BACKGROUND AND AIMS: The cardiovascular complications of AIDS are serious. However, the underlying mechanisms are unclear. Less is known about how ethanol affects the coronary microcirculation in individuals with AIDS. The aim of this study was to assess the integrity of the coronary microcirculation in murine AIDS mice in the presence or absence of chronic ethanol consumption. METHODS: Four groups were studied: control, murine AIDS, ethanol and ethanol plus murine AIDS. Mouse hearts were prepared for direct visualization of the coronary microcirculation and quantification of trans-coronary macromolecular leakage. Hearts were isolated and perfused with diluted rat blood containing fluorescein isothiocyanate-albumin (FITC-BSA). Coronary vessels were observed using intravital fluorescence microscopy after 5, 15 and 25 min of perfusion. The mean luminosity of outside/inside coronary vessels (O/I ratio) was used to quantify FITC-BSA leakage. RESULTS: We found that the mean O/I ratio for the murine AIDS group was significantly greater than in the control group and also significantly increased during the perfusion period. Chronic ethanol consumption did not alter coronary permeability to macromolecules, but improved the coronary haemodynamics in murine AIDS. CONCLUSIONS: These findings suggest that murine AIDS impairs the structural and functional coronary endothelium, and moderate ethanol consumption modulates the function of the coronary microcirculation.
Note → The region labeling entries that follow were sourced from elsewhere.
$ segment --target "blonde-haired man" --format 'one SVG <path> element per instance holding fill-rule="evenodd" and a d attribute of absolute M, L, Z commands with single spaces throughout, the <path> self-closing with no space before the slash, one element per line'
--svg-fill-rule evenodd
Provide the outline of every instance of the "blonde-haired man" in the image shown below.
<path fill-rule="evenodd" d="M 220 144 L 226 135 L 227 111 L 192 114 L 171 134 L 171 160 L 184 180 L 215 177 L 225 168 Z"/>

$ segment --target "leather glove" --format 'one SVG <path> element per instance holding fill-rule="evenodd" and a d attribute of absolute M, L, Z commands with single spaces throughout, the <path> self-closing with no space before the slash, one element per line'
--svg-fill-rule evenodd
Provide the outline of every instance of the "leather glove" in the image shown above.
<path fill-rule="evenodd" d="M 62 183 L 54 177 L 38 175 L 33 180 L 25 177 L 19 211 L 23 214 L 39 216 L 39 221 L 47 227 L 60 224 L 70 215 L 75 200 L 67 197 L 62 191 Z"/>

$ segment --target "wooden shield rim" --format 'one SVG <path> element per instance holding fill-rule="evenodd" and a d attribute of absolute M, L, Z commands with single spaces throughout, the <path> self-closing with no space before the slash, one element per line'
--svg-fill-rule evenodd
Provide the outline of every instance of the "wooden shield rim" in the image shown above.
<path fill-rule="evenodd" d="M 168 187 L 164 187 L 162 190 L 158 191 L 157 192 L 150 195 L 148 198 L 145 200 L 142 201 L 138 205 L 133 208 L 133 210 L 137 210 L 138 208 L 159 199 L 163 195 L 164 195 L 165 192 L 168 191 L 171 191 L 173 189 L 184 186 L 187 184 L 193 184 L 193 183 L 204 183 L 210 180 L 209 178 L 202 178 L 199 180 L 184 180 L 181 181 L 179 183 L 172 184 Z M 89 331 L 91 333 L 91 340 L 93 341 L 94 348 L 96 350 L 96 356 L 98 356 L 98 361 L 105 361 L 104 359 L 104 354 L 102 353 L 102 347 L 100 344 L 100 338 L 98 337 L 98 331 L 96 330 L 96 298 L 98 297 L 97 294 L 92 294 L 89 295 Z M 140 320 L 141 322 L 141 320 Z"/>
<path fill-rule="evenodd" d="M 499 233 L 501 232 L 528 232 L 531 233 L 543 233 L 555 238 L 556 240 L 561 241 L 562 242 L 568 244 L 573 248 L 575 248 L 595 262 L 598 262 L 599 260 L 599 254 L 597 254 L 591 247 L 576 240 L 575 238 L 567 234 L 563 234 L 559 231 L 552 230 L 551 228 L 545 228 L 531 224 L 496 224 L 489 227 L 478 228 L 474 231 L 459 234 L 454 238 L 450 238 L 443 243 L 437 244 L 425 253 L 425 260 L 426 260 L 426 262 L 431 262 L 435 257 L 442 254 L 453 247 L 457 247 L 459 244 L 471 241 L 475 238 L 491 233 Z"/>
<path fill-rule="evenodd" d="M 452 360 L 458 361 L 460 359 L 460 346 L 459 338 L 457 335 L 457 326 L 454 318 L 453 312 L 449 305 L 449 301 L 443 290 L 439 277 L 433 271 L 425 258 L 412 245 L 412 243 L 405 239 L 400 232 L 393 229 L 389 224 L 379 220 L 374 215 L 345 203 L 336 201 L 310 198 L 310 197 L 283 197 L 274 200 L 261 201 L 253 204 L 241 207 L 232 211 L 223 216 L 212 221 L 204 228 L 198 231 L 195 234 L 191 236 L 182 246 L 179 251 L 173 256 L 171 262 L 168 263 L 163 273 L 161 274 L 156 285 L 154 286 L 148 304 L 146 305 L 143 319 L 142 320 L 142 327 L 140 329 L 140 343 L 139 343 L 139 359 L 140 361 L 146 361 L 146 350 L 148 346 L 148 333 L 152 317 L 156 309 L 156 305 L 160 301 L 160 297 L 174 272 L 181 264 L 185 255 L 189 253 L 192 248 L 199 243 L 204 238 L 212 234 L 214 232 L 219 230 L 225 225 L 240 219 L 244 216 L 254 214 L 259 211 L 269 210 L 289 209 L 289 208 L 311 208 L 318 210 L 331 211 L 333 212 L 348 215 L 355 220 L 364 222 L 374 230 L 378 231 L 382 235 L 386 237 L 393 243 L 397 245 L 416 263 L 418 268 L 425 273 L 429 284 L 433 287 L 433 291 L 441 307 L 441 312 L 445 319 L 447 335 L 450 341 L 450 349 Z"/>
Vitamin E attenuates myocardial ischemia-reperfusion injury in murine AIDS.

The incidence of myocardial infarction in patients who have the aquired immunodeficiency syndrome (AIDS) is increasing. However, no effective therapeutic agents have been discovered to reduce myocardial ischemia-reperfusion (I/R) injury in pathologies associated with AIDS. The aim of this study was to determine if infarct size is increased in murine AIDS after I/R injury and if I/R injury could be attenuated with vitamin E supplementation. Three groups of mice were studied: control, murine AIDS, and murine AIDS with vitamin E supplementation. Anesthetized mice were subjected to 30 min of left anterior descending coronary artery occlusion and 120 min of reperfusion. The hearts in mice that had murine AIDS had a larger infarct size compared to controls after I/R injury. Vitamin E supplementation significantly reduced infarct size and inhibited polymorphonuclear neutrophil (PMN) CD11b expression (p < 0.05). However, vitamin E supplementation did not affect PMN reactive oxygen species (ROS) production and platelet CD62p expression. These results suggest that the reduction of myocardial I/R injury with vitamin E supplementation may be the result of the inhibition of PMN CD11b expression. Vitamin E may be a promising prophylactic agent for the reduction of the severity of myocardial I/R injury in patients who have AIDS.